Fluorescence kinetics of Ldt_Mt1 inactivation by carbapenems. (A) Simulation of variations in the concentrations of the three enzyme forms. The initial concentrations of enzyme (E = E_total at time zero) and inhibitor (I = I_total at time zero) were 5 and 100 μM, respectively. The values 0.08 μM⁻¹ min⁻¹, 0.1 min⁻¹, and 3.1 min⁻¹ were attributed to catalytic constants k₁, k₋₁, and k_inact, respectively. (B) Relative fluorescence intensities of the three enzyme forms. (C) Simulation of fluorescence kinetics. The black curve was computed with the kinetic constants and fluorescence intensities used for the data shown in panels A and B. The red and blue curves show the impact of 2-fold decreases in k₁, and k_inact, respectively. The gray curve corresponds to experimental data. (D) Determination of kinetic constants for meropenem, doripenem, imipenem, and ertapenem. The values of k₁ and k_inact were determined by fitting simulations (solid lines) to experimental data for drug concentrations of 100 μM (green) and 300 μM (blue).

Fig 3

Ldt_Mt1 inactivation by carbapenems. (A) Structures of carbapenems. (B) Masses (atomic mass units) of covalent adducts resulting from acylation of Ldt_Mt1 by carbapenems.
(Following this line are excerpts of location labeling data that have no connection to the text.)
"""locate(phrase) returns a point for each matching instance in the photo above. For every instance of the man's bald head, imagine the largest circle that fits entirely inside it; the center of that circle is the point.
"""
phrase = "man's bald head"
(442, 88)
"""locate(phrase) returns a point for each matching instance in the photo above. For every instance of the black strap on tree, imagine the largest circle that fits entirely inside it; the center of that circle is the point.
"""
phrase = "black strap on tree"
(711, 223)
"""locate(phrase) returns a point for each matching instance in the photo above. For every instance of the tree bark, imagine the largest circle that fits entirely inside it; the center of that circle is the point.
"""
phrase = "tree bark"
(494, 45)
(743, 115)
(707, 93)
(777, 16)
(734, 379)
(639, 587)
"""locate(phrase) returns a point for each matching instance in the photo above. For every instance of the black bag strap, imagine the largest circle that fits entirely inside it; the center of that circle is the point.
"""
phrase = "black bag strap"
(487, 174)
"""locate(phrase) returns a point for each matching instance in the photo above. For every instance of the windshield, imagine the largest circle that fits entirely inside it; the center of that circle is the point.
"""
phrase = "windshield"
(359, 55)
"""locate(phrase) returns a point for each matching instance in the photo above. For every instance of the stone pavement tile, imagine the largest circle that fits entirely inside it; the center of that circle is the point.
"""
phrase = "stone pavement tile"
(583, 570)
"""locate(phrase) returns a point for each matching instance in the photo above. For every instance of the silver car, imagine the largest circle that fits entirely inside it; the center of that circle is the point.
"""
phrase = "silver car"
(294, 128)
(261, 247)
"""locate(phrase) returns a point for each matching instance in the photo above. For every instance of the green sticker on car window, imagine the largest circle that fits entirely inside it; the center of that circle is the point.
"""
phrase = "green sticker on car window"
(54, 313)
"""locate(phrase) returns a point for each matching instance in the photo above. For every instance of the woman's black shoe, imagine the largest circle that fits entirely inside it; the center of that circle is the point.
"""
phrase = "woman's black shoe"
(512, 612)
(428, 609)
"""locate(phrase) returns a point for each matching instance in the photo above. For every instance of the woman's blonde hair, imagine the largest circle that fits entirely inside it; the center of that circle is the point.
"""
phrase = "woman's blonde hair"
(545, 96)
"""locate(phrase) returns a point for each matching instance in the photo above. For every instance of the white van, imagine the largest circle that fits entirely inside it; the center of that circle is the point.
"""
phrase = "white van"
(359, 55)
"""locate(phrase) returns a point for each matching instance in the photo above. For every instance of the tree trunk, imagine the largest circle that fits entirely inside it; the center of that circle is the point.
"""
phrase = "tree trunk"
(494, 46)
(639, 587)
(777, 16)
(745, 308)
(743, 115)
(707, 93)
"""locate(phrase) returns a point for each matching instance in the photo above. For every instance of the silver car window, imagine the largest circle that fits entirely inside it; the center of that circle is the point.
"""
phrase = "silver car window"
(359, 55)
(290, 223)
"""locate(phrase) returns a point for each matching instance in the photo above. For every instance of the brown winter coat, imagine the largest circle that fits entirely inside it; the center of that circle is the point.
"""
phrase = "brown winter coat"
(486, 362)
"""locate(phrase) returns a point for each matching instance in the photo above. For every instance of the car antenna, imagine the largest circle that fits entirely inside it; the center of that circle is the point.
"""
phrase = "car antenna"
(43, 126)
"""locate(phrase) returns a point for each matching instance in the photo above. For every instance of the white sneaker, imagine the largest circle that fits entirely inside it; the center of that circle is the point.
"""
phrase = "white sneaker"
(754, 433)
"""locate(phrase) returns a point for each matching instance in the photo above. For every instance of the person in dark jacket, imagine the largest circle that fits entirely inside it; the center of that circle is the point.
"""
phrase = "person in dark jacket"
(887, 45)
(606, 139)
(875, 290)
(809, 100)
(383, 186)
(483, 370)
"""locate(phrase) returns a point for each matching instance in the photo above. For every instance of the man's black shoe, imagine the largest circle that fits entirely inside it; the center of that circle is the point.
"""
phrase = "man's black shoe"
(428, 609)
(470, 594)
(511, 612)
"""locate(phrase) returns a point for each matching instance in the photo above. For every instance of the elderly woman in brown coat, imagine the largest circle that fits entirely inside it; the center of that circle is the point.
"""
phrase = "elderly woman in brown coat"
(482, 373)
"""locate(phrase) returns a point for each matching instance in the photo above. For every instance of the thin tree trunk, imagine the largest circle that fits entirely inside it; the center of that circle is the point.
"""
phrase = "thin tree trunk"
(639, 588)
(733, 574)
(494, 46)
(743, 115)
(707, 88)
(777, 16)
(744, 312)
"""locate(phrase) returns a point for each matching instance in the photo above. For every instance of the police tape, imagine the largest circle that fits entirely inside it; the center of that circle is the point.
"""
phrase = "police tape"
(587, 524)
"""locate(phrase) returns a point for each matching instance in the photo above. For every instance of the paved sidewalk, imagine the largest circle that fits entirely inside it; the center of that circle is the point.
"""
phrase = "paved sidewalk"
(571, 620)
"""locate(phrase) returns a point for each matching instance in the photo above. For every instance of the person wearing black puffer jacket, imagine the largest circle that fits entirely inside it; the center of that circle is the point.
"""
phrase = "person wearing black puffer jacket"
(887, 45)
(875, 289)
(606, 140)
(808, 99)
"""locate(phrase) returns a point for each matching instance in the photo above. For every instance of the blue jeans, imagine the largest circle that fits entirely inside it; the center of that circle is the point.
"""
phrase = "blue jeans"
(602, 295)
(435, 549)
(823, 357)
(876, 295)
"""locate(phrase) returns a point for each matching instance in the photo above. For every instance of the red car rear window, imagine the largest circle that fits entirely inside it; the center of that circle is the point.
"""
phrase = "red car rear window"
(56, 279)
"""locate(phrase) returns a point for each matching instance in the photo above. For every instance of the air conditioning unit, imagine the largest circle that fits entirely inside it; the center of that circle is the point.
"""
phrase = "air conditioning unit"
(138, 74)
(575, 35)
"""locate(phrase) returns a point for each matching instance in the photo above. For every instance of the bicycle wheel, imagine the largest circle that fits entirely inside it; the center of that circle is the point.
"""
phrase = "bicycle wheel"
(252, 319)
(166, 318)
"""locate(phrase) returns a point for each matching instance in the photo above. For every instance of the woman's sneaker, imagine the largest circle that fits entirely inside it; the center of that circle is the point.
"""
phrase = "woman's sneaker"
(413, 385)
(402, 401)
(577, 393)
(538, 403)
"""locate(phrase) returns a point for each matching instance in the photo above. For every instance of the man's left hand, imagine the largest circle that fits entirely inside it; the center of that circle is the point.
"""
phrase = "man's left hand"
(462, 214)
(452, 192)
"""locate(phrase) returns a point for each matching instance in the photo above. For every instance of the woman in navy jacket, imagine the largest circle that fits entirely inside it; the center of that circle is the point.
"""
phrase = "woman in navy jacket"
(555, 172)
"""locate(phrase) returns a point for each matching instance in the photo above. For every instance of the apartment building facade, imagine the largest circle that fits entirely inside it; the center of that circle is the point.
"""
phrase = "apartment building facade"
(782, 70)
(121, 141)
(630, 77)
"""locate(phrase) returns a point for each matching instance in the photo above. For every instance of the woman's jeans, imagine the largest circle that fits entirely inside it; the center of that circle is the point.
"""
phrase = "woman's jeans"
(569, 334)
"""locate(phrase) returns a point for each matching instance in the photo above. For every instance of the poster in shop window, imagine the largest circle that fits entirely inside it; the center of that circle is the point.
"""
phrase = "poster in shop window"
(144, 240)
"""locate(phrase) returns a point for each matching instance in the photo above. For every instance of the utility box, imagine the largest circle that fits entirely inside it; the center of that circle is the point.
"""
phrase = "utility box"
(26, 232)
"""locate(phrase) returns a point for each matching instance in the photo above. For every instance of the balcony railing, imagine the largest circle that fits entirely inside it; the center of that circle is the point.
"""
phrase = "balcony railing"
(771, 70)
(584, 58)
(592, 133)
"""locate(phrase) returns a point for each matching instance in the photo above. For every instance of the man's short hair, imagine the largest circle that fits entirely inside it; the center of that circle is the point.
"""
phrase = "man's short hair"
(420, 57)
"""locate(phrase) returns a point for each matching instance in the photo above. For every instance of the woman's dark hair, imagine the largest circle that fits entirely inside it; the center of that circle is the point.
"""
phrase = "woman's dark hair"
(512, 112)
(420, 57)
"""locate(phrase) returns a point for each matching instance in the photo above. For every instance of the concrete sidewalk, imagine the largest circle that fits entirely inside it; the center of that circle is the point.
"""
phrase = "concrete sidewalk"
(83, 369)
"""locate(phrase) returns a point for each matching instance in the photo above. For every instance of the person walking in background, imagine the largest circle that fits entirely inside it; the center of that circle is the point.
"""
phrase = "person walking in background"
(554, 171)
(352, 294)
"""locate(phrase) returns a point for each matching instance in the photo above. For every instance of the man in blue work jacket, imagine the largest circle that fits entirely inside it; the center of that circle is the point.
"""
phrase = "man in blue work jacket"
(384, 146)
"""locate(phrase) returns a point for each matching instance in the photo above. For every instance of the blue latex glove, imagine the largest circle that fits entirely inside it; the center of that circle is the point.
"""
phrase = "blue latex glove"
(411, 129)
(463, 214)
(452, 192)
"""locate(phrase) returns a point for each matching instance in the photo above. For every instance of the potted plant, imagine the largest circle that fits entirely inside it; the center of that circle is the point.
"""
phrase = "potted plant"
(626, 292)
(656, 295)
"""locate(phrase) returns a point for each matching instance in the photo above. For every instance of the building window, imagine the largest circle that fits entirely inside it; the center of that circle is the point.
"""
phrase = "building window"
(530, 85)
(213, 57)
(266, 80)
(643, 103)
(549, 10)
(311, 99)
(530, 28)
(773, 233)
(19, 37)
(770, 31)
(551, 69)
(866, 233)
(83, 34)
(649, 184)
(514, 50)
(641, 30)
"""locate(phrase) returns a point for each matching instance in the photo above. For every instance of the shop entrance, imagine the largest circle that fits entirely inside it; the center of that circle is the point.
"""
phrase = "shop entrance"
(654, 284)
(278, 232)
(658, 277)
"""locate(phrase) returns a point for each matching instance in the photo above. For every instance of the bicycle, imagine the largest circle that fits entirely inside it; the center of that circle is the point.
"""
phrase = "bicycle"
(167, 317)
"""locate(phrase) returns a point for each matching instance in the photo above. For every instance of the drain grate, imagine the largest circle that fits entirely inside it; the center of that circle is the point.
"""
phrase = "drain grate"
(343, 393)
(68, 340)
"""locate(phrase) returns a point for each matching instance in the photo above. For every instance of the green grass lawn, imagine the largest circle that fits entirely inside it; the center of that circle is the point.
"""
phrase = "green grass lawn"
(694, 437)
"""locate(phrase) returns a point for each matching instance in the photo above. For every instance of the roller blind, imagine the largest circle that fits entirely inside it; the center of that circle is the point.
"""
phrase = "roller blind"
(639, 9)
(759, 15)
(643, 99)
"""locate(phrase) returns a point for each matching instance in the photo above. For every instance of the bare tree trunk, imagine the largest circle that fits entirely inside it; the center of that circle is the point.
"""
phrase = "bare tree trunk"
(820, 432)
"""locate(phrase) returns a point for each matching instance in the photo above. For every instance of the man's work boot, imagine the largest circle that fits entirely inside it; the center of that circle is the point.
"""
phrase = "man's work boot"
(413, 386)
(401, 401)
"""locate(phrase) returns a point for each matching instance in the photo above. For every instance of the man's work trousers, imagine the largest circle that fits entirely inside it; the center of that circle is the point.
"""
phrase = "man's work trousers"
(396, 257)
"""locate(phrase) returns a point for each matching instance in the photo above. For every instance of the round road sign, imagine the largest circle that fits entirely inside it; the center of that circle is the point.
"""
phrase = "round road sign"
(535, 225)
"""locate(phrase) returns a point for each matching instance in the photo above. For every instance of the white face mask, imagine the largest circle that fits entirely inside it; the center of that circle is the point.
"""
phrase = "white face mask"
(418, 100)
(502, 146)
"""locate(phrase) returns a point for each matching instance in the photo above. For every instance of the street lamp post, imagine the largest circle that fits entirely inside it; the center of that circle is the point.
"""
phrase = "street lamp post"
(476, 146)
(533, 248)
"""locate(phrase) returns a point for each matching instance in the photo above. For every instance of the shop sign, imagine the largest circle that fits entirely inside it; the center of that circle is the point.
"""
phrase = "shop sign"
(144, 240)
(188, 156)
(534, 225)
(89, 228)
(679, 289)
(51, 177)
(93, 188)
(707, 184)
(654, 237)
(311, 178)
Increments were obtained by subtracting the observed mass of the native enzyme from that of acylenzymes. (C) Determination of the rate constant for acylenzyme hydrolysis (k_hydrol) for meropenem (blue), doripenem (green), imipenem (purple), and ertapenem (red) (values are fit ± standard deviation [SD]). Rates of hydrolysis were deduced from the slopes. V, hydrolysis velocity; ND, not detected.

Fig 4

Ldt_Mt1 inactivation by cephalosporins. (A) Structure of cephalosporins with common R₁ (wheat) and R₂ (blue) side chains highlighted. (B) Average mass (atomic mass units) of acylenzymes. (C) Kinetics of Ldt_Mt1 inactivation by cephalothin (blue), cefotaxime (green), and ceftriaxone (red) (values are fit ± SD). The slope provides an estimate of the ratio of k_inact over K_app. (D) Kinetics of acylenzyme hydrolysis. The slope provides an estimate of the rate constant k_hydrol for hydrolysis of acylenzymes formed with cephalothin (blue), cefotaxime (green), and ceftriaxone (red) (values are fit ± SD).

Fig 5

Reactions of Ldt_Mt1 with cephalosporins (A) and carbapenems (B).